Atas sosoknya, kuda itu yang tadinya tenang jadi berulah. Sontak dia ketakutan langsung memundurkan tubuhnya ke belakang.
"Oo... Jadi kuda ini tidak jinak dengan kau ya?"
Bagus, bagus, berarti aku bisa leluasa di sini.
Dean beralih menenangkan teman barunya. Lalu kembali ke Nina.
“Ada apa?”
“Ada apa...? Bagaimana bisa kau bilang, ada apa? Bagaimana bisa seenaknya kau buat keputusan? Ini tempat tinggalku! Aku yang punya keputusan. Kau tidak bisa tinggal di sini! Itu, uang receh untuk kau! Besok aku nggak mau tahu, kau harus angkat kaki dari sini!”

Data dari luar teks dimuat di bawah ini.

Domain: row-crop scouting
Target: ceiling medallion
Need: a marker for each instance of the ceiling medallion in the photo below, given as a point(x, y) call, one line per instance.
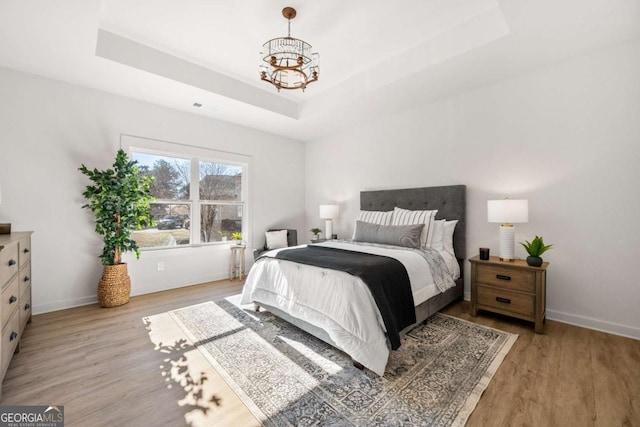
point(288, 63)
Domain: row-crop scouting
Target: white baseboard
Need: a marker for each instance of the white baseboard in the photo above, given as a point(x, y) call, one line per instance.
point(62, 305)
point(587, 322)
point(77, 302)
point(595, 324)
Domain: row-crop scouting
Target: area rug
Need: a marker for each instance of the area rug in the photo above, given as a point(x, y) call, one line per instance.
point(286, 377)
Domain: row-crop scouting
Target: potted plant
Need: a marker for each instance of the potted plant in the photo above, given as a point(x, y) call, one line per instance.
point(316, 233)
point(120, 200)
point(535, 248)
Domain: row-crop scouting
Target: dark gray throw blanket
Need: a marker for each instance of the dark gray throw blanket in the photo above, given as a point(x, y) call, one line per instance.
point(386, 278)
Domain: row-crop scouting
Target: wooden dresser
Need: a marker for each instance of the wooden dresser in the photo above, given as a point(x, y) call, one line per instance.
point(512, 288)
point(15, 294)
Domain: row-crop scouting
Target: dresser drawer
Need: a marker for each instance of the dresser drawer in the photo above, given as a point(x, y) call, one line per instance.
point(25, 307)
point(8, 263)
point(518, 303)
point(24, 249)
point(9, 303)
point(506, 277)
point(25, 277)
point(10, 338)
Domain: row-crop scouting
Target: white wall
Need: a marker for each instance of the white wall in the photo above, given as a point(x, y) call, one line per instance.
point(567, 138)
point(48, 128)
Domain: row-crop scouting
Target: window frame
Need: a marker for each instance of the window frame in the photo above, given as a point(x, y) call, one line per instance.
point(196, 155)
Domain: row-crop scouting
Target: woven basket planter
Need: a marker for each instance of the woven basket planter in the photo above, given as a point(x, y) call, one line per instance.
point(115, 286)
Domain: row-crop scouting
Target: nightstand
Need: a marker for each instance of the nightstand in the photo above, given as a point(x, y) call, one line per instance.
point(236, 265)
point(512, 288)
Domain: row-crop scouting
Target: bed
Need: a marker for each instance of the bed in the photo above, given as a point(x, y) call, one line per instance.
point(347, 317)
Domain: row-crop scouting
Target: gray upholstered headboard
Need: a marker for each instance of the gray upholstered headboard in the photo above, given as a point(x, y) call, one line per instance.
point(450, 201)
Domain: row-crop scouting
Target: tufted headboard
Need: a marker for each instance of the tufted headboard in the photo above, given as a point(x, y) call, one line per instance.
point(450, 201)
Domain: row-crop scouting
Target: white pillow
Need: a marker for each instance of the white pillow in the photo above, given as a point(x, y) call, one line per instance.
point(438, 235)
point(449, 228)
point(276, 239)
point(409, 217)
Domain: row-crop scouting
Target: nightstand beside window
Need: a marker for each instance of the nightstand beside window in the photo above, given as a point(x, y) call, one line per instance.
point(511, 288)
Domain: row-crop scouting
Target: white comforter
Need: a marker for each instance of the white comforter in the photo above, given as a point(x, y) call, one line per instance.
point(341, 304)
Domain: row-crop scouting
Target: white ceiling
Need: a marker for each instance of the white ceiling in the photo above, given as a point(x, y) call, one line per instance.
point(376, 57)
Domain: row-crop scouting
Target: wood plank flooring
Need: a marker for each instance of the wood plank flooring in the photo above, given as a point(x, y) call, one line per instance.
point(100, 364)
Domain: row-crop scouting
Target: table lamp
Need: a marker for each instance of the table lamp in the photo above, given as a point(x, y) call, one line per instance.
point(5, 228)
point(328, 212)
point(507, 212)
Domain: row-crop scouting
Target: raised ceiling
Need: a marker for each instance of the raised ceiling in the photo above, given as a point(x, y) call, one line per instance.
point(376, 57)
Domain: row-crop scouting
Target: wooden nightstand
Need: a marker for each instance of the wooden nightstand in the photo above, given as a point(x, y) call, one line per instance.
point(511, 288)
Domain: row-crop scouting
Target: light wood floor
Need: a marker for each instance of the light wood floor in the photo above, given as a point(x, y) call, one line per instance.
point(100, 364)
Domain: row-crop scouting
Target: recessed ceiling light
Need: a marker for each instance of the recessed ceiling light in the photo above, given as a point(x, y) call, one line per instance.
point(205, 107)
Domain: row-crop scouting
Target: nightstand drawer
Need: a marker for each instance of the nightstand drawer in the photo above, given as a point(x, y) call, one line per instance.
point(505, 277)
point(503, 299)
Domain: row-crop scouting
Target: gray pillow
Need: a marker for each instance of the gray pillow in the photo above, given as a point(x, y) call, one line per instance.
point(398, 235)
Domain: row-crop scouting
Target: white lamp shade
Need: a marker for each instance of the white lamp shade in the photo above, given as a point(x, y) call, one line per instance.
point(328, 211)
point(508, 211)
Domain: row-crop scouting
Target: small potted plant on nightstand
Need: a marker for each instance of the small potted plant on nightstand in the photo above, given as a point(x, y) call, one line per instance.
point(535, 248)
point(316, 233)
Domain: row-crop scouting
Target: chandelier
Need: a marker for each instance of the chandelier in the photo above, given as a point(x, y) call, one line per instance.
point(288, 63)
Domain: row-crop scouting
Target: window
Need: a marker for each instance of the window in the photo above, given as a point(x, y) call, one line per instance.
point(181, 220)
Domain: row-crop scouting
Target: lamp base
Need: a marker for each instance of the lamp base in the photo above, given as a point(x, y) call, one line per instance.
point(507, 237)
point(328, 229)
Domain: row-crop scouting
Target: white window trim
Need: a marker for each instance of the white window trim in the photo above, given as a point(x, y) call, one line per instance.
point(131, 143)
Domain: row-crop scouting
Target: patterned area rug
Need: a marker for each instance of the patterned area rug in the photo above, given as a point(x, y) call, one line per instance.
point(288, 378)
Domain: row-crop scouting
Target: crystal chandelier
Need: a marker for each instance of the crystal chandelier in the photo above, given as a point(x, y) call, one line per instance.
point(288, 63)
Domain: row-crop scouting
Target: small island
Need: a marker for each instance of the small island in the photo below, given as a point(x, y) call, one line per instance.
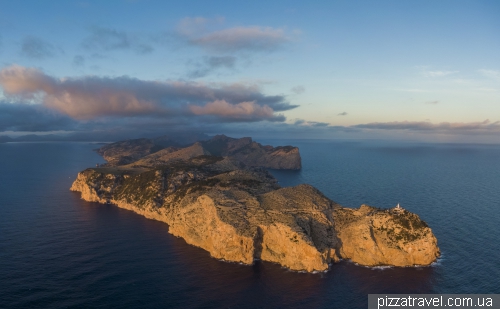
point(217, 195)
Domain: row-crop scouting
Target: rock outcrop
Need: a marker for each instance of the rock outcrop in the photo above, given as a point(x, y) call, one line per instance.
point(153, 152)
point(241, 214)
point(254, 154)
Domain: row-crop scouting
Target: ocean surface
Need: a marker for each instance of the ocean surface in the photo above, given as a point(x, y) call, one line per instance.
point(58, 251)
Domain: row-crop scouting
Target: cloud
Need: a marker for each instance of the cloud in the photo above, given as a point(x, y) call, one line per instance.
point(36, 48)
point(298, 89)
point(212, 64)
point(248, 111)
point(439, 73)
point(306, 123)
point(252, 38)
point(32, 118)
point(108, 39)
point(444, 127)
point(491, 74)
point(92, 97)
point(78, 60)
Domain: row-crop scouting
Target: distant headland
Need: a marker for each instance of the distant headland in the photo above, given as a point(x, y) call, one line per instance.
point(217, 195)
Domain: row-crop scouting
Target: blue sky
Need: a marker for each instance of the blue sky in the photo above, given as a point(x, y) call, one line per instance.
point(418, 70)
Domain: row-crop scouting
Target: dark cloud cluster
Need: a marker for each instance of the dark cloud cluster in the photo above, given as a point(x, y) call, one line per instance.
point(253, 38)
point(36, 48)
point(212, 64)
point(91, 97)
point(78, 60)
point(482, 127)
point(298, 89)
point(108, 39)
point(32, 118)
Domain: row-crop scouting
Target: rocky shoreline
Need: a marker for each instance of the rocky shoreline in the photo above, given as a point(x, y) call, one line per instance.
point(240, 214)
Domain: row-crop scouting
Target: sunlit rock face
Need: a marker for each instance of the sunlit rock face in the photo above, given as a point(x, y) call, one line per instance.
point(241, 214)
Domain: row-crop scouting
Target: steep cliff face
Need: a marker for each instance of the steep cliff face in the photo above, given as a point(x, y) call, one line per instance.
point(372, 236)
point(240, 215)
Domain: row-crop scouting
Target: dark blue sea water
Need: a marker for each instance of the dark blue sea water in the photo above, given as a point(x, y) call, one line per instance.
point(57, 251)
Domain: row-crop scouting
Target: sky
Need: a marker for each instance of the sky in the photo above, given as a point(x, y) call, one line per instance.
point(405, 70)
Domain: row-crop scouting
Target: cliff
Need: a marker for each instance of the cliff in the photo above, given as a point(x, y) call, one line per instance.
point(241, 214)
point(254, 154)
point(154, 152)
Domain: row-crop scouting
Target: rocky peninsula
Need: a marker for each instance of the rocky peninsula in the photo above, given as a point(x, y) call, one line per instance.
point(216, 196)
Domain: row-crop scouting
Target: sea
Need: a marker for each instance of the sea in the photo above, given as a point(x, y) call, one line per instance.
point(58, 251)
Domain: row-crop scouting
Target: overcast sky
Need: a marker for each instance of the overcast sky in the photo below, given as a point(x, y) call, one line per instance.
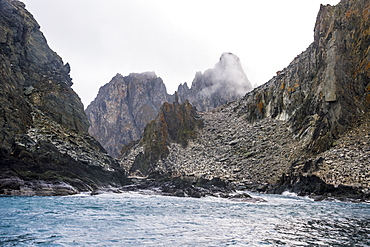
point(173, 38)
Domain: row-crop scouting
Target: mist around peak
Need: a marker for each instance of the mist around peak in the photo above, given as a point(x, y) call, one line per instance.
point(225, 82)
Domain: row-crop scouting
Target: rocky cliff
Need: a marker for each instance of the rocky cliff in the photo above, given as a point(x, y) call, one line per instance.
point(306, 130)
point(175, 123)
point(224, 83)
point(44, 144)
point(123, 107)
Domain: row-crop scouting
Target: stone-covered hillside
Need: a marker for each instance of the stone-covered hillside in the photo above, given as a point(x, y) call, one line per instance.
point(306, 130)
point(45, 148)
point(224, 83)
point(123, 107)
point(175, 123)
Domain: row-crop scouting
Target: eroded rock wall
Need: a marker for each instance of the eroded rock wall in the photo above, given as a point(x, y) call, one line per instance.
point(43, 126)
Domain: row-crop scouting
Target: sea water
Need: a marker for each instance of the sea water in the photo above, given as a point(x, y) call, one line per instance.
point(132, 219)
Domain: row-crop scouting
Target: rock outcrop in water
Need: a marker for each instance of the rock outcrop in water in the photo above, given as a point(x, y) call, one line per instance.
point(45, 148)
point(306, 130)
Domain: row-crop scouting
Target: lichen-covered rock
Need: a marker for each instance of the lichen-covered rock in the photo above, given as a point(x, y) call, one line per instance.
point(43, 127)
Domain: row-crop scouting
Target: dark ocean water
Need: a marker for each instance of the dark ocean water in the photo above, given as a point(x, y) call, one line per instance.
point(131, 219)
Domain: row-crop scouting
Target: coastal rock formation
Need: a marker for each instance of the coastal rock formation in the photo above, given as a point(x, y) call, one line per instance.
point(306, 130)
point(43, 127)
point(175, 123)
point(224, 83)
point(123, 107)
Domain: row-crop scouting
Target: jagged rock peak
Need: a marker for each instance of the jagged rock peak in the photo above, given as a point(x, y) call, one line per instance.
point(43, 126)
point(123, 107)
point(226, 82)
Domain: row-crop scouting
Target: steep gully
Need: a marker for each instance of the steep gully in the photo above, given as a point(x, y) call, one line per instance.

“Aku tidak mau. Lagi pula, tempat ini bukan area kau!”
Mengernyitkan alis. "Maksud kau?”
“Kuda ini tidak jinak dengan kau, 'kan?”
Melotot. “Hei! Biar kuda itu tidak jinak denganku. Bukan berarti kau bisa seenaknya tinggal di sini. Tanah yang kau pijaki itu tanahku!”
“Sudah kubilang berkali-kali, aku tidak mau pergi. Ya, tapi tidak apa-apa, lebih baik uang ini kugunakan untukku jajan." Dean memungut logam yang berserakan di lantai.
“Kau ini...”
Memotong. "Kenapa? Kan sudah kau kasih, berarti hakku kan mau kuapain uang ini."
"Kau..."
Memotong lagi. "Lebih baik, simpan saja energi kau untuk hal lain. Karena percuma... Mau seribu kali kau berteriak mengusirku. Aku tidak akan pergi. Titik!”
Nafas Nina naik turun. Sepertinya dia bukan hanya ketemu orang nggak tahu malu. Namun meliputi orang nggak tahu diri, orang nggak punya otak, dan termasuk orang gila!
“Dasar kau pincang!” umpatnya, balik badan berjalan pergi.